Entscheidungsstichwort (Thema)

Sozialgerichtsverfahren: Zulässigkeit der Annahme einer fiktiven Klagerücknahme bei unterlassener Klagebegründung trotz Aufforderung durch das Gericht in einer Betreibensaufforderung

 

Orientierungssatz

Eine Betreibensaufforderung durch das Sozialgericht genügt jedenfalls dann nicht als Grundlage für die Anwendung der fiktiven Klagerücknahme gemäß § 102 Abs. 2 S. 1 SGG, wenn in der Betreibensaufforderung der Kläger lediglich zur Begründung der Klage aufgefordert wurde. Die Annahme einer fiktiven Klagerücknahme setzt vielmehr voraus, dass das Sozialgericht in der Betreibensaufforderung dem Kläger konkret mitteilt, welche Mitwirkungshandlungen erfolgen müssen, damit das Gericht den Rechtsstreit in der Sache entscheiden.

 

Tenor

Auf die Berufung des Klägers wird der Gerichtsbescheid des Sozialgerichts Berlin vom 31. Januar 2011 aufgehoben.

Die Sache wird an das Sozialgericht Berlin zurückverwiesen.

Die Kostenentscheidung bleibt der Entscheidung des Sozialgerichts vorbehalten.

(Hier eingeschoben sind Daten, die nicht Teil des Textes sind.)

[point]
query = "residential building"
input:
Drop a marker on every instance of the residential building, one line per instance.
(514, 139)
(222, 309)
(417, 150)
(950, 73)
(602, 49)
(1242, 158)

Die Revision wird nicht zugelassen.

 

Tatbestand

Der Kläger begehrt die Feststellung eines höheren Grades der Behinderung (GdB) von mindestens 70 sowie die Feststellung des Bestehens der gesundheitlichen Voraussetzungen für die Erteilung des Merkzeichens “aG„ (außergewöhnliche Gehbehinderung). Mit der Berufung wendet er sich gegen die Feststellung der Erledigung des Verfahrens durch eine fiktive Klagerücknahme.

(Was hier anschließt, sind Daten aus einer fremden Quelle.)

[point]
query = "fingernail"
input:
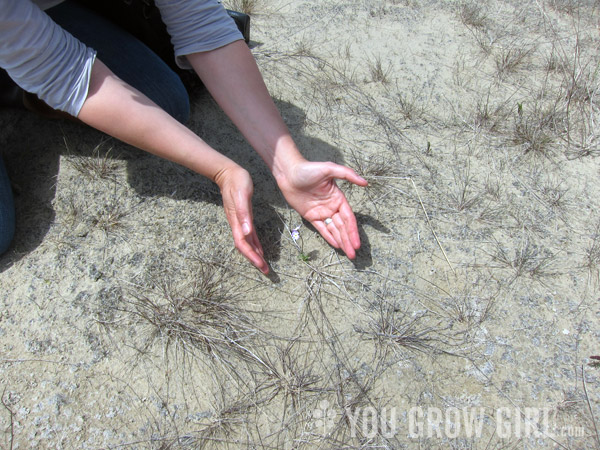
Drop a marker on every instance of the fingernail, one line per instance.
(246, 229)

Mit bestandskräftigem Bescheid vom 27. Dezember 2000 in der Gestalt des Widerspruchsbescheides vom 30. Mai 2001 stellte der Beklagte einen GdB von 20 auf Grund folgender Funktionsbeeinträchtigungen fest:

- coronare Herzkrankheit, abgelaufener Herzinfarkt, PTCA und Stentimplantation (Einzel-GdB 20)

- chronische Magenschleimhautentzündung, Neigung zu Zwölffingerdarmgeschwüren (Einzel-GdB 20).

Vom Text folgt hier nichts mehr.